Hallo, ich habe an meiner ATI ALL IN WONDER 9000 ein VID OUT - Ausgang und möchte meinen Fernseher (Scart only) an den PC anschließen, leider habe ich keinen passenden Adapter gefunden bis jetzt. 

Der Ausgang ist nämlich 10-polig, wisst ihr wo ich sowas herbekomm?

Kleines Bild zur Darstellung:


----------



## chmee (10. September 2006)

Mini-Din heisst dieser Stecker allgemein, hat zwischen 4 und 11 Pins.
Ist also kein SVideo-Stecker, der hat nur 4 Pins, glaub ich.

Da bei GraKas immer verschiedene Mini-Din Stecker für Videoanschlüsse benutzt werden,
sollte der Karte ein Adapter beiliegen.

Ansonsten heisst es wohl löten, bei eBay oder http://www.Reichelt.de schauen. 

mfg chmee


----------



## -Ener- (10. September 2006)

An der Graka steht aber VID-Out  bei Ebay gibs sowas nich, soweit wie ich geschaut hab aber ich schau mal auf der Seite....
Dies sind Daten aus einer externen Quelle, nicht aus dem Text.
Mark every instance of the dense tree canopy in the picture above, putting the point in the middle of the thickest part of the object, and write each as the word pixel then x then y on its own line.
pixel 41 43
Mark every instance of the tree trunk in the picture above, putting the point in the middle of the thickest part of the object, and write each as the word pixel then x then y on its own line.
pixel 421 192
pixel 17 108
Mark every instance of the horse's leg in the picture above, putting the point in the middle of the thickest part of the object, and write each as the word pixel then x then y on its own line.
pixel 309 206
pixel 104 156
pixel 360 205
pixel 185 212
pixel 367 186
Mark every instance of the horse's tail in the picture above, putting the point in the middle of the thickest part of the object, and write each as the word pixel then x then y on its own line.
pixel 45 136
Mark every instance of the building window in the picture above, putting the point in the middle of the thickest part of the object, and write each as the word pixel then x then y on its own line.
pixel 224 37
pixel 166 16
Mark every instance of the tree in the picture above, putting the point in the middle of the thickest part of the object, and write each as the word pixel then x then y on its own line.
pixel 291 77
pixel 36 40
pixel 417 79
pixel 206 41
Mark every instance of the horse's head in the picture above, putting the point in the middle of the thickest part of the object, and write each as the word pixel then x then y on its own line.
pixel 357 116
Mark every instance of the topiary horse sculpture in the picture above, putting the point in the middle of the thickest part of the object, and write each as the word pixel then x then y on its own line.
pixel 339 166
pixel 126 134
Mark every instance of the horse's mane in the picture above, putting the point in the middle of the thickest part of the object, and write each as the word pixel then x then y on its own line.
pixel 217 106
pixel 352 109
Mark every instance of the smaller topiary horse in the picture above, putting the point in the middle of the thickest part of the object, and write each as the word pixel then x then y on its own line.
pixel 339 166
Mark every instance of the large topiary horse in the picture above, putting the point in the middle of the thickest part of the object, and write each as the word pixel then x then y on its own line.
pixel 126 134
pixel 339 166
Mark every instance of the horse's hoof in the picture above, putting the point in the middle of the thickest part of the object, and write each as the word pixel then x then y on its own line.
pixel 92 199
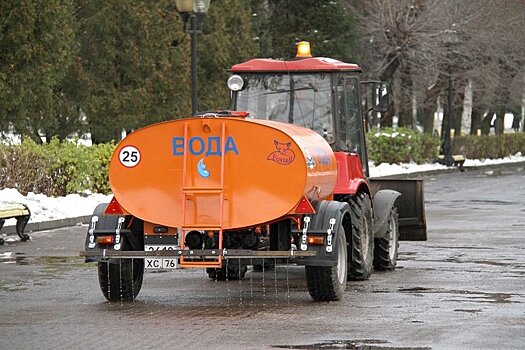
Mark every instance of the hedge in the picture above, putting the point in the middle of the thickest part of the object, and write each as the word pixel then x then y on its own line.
pixel 61 168
pixel 56 168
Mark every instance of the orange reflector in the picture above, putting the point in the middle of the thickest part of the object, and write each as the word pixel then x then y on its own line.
pixel 105 239
pixel 316 240
pixel 241 114
pixel 304 207
pixel 113 208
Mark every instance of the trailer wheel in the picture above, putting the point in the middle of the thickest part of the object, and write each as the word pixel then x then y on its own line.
pixel 362 244
pixel 234 270
pixel 328 283
pixel 385 251
pixel 121 279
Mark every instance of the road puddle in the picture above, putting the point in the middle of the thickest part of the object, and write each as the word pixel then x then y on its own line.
pixel 367 344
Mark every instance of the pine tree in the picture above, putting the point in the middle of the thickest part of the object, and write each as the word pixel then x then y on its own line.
pixel 36 46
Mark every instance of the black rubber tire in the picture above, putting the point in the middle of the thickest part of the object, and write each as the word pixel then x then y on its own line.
pixel 121 281
pixel 232 271
pixel 260 265
pixel 328 283
pixel 362 245
pixel 386 249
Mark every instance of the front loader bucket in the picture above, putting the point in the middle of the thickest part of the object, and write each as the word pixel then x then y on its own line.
pixel 410 206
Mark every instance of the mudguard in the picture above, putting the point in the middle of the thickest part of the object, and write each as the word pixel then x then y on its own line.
pixel 100 224
pixel 410 206
pixel 320 222
pixel 383 202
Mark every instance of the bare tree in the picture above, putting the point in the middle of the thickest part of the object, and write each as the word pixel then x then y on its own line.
pixel 422 44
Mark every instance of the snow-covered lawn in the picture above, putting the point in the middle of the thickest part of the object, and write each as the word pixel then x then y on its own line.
pixel 51 208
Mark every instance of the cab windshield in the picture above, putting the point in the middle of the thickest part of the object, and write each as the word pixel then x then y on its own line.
pixel 301 99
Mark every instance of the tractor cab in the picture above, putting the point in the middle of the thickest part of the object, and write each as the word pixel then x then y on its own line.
pixel 318 93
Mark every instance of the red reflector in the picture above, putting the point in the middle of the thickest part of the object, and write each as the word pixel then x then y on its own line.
pixel 316 240
pixel 304 207
pixel 113 208
pixel 105 240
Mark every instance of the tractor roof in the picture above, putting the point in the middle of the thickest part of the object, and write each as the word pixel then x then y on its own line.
pixel 313 64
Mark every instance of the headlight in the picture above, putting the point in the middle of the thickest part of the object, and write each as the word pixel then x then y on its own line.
pixel 235 83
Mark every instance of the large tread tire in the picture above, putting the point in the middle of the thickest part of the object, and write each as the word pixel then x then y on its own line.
pixel 328 283
pixel 386 249
pixel 362 245
pixel 121 281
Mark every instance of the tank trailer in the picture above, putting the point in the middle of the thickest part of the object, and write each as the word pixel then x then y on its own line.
pixel 281 176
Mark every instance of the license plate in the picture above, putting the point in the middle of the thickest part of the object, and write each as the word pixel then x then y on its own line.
pixel 160 263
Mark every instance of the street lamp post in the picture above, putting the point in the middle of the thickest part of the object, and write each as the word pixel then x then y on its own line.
pixel 193 11
pixel 450 39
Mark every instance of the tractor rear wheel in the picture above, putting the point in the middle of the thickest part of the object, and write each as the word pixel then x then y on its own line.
pixel 362 245
pixel 328 283
pixel 385 251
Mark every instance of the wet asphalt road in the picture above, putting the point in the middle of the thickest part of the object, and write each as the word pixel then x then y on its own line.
pixel 464 288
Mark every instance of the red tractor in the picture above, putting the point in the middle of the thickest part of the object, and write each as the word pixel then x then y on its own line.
pixel 281 176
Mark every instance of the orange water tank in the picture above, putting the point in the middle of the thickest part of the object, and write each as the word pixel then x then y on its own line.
pixel 178 173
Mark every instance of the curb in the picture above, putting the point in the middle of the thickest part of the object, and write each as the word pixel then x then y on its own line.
pixel 54 224
pixel 48 225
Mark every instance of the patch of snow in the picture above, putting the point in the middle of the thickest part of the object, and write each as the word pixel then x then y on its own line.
pixel 45 208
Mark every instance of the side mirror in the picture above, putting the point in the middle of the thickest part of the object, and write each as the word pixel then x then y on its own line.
pixel 380 99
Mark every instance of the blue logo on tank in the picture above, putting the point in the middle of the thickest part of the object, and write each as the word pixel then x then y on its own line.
pixel 201 169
EDIT: auf der Seite gibts das leider auch nicht...


----------



## chmee (10. September 2006)

Dass da VID-OUT steht, ändert nix an der Tatsache, dass es *keine* S-Video-Buchse ist !

Es ist, wie Du es auch schon verifiziert hast, ein Mini-Din mit 10 Pins !
[SARKAST] Oder ist der Tastaturanschluß (PS/2) etwa auch ein S-Video-Anschluß ? [S OFF]
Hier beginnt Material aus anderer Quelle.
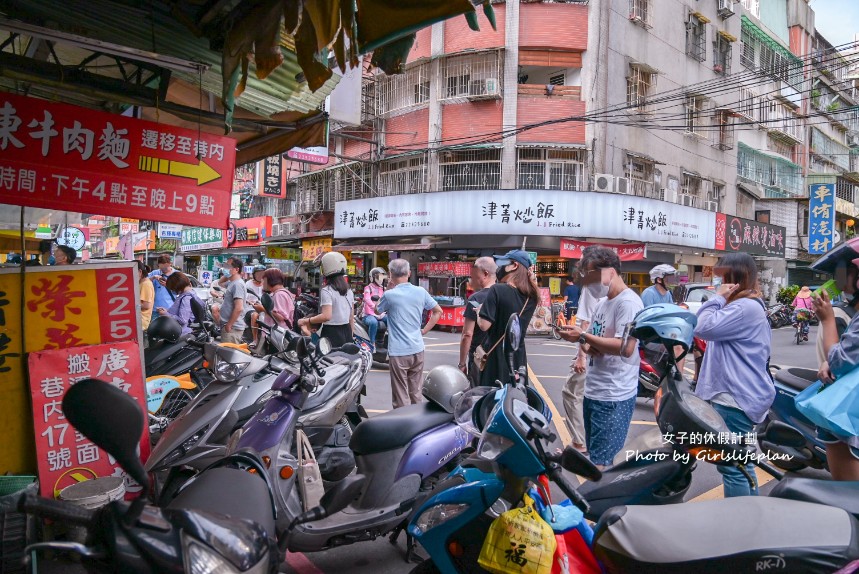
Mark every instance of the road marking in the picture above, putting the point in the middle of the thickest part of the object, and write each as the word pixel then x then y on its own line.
pixel 563 433
pixel 718 492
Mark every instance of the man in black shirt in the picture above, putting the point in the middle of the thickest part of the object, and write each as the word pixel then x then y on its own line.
pixel 482 278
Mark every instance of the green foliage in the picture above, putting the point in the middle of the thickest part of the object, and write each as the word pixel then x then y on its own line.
pixel 786 295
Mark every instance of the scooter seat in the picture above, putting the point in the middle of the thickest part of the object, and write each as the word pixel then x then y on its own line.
pixel 742 534
pixel 397 428
pixel 832 493
pixel 796 378
pixel 231 492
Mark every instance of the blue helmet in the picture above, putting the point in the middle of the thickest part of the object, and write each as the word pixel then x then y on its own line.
pixel 665 323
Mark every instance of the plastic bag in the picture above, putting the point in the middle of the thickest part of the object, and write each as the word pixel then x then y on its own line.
pixel 519 541
pixel 833 407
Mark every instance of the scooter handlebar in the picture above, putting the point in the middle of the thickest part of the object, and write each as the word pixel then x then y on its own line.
pixel 57 510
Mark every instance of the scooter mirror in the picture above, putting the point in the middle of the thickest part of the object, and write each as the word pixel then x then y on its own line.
pixel 323 346
pixel 111 419
pixel 513 333
pixel 783 434
pixel 577 463
pixel 267 303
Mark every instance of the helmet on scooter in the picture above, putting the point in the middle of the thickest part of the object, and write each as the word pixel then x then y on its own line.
pixel 166 328
pixel 665 323
pixel 444 385
pixel 333 263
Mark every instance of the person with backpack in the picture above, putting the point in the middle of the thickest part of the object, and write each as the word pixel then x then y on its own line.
pixel 735 375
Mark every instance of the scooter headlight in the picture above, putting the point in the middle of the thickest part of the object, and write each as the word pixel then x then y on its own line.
pixel 438 514
pixel 492 445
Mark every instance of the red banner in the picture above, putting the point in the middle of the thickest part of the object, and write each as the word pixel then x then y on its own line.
pixel 451 268
pixel 65 456
pixel 572 249
pixel 57 156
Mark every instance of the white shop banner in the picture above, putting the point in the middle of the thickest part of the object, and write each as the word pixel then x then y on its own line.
pixel 527 212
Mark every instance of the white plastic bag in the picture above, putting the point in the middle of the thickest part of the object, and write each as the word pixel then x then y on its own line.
pixel 309 477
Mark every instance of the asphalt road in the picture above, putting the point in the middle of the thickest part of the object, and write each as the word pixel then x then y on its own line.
pixel 549 362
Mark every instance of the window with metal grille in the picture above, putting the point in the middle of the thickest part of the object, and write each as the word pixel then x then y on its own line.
pixel 640 84
pixel 640 12
pixel 551 169
pixel 722 55
pixel 696 38
pixel 694 114
pixel 470 169
pixel 402 176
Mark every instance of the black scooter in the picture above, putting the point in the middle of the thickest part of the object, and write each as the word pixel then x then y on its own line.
pixel 222 522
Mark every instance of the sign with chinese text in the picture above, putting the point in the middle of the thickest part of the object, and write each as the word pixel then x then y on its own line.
pixel 169 231
pixel 572 249
pixel 58 156
pixel 283 253
pixel 200 238
pixel 248 232
pixel 312 248
pixel 821 218
pixel 752 237
pixel 514 212
pixel 271 182
pixel 444 269
pixel 59 312
pixel 64 455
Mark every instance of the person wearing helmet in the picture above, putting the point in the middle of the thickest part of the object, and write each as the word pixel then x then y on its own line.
pixel 841 350
pixel 734 376
pixel 252 300
pixel 336 302
pixel 376 288
pixel 663 278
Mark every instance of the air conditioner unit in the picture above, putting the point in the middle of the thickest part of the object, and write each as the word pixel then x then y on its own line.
pixel 726 8
pixel 669 195
pixel 604 182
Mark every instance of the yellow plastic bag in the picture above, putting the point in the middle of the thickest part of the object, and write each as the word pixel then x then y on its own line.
pixel 519 542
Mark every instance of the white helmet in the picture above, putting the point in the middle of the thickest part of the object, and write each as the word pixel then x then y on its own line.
pixel 333 263
pixel 660 271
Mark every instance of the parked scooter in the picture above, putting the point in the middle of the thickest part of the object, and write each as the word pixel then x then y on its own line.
pixel 513 450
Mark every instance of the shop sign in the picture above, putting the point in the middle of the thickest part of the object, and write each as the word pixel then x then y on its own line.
pixel 515 212
pixel 445 268
pixel 313 248
pixel 572 249
pixel 169 231
pixel 62 453
pixel 59 312
pixel 821 216
pixel 200 238
pixel 63 157
pixel 752 237
pixel 271 182
pixel 283 253
pixel 248 232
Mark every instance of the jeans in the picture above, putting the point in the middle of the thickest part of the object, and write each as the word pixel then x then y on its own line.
pixel 734 481
pixel 372 328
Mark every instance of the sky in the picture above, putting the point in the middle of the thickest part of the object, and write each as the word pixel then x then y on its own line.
pixel 837 20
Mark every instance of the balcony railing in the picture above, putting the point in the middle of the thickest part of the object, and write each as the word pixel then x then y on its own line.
pixel 574 92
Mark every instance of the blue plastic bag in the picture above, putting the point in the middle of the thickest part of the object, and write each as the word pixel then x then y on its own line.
pixel 834 407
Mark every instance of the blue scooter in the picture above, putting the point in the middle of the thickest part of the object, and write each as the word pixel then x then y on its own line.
pixel 789 383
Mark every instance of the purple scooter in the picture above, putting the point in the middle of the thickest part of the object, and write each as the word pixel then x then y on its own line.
pixel 399 454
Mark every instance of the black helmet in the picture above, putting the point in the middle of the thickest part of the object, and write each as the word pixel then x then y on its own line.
pixel 165 327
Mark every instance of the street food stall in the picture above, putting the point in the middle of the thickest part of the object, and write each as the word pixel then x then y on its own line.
pixel 446 281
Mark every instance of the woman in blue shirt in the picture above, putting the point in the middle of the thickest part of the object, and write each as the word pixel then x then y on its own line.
pixel 734 376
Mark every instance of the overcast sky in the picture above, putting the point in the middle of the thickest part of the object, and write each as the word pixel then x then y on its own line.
pixel 837 20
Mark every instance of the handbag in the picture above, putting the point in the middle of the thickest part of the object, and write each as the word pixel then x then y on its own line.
pixel 833 407
pixel 481 355
pixel 309 478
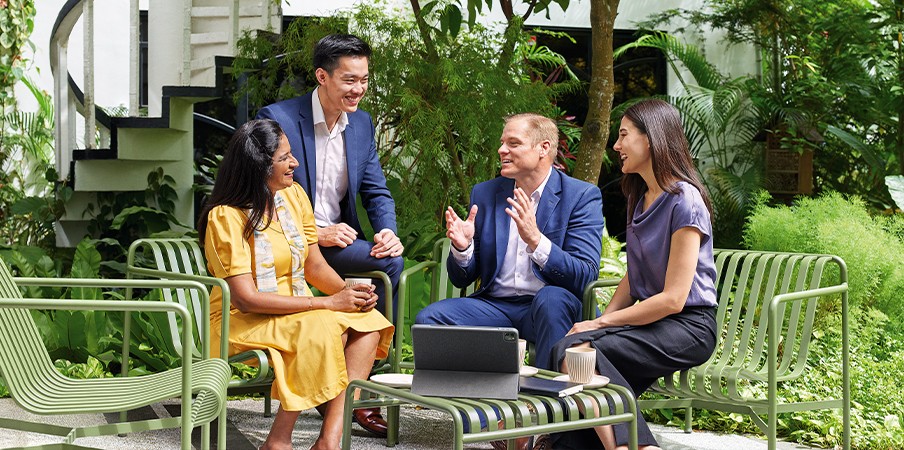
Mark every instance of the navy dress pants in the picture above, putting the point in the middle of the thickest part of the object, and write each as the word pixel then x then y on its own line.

Übrigens ist doch das Besondere an einer "All in Wonder", dass sie auch VideoIn und
manchmal TV-In hat. Gibt es dafür einen weiteren Anschluß, oder kann es sein, dass
das VideoIn über jenen MiniDin geregelt wird ?

ATI x800 ViVo Kabelpeitsche 8polig eBay

Wie wäre es, wenn Du ne weitere 9000-All-In-Wonder kaufst, nachdem Du Dir beim Verkäufer hast absichern
lassen, dass da ne Peitsche dabei ist ? Kommt vielleicht billiger. Bekommste nämlich
schon für 1 Euro !

mfg chmee

**EDIT**
10 pins für Y C FBAS Audio_Links Audio_Rechts - mit jeweils Masse


----------



## -Ener- (10. September 2006)

1. hab ich den Rechner schon 2 jahre
2. es gibt nen Vid-Out 10 pin und en A/V in S-Video eingang mit 4 pins

danke


----------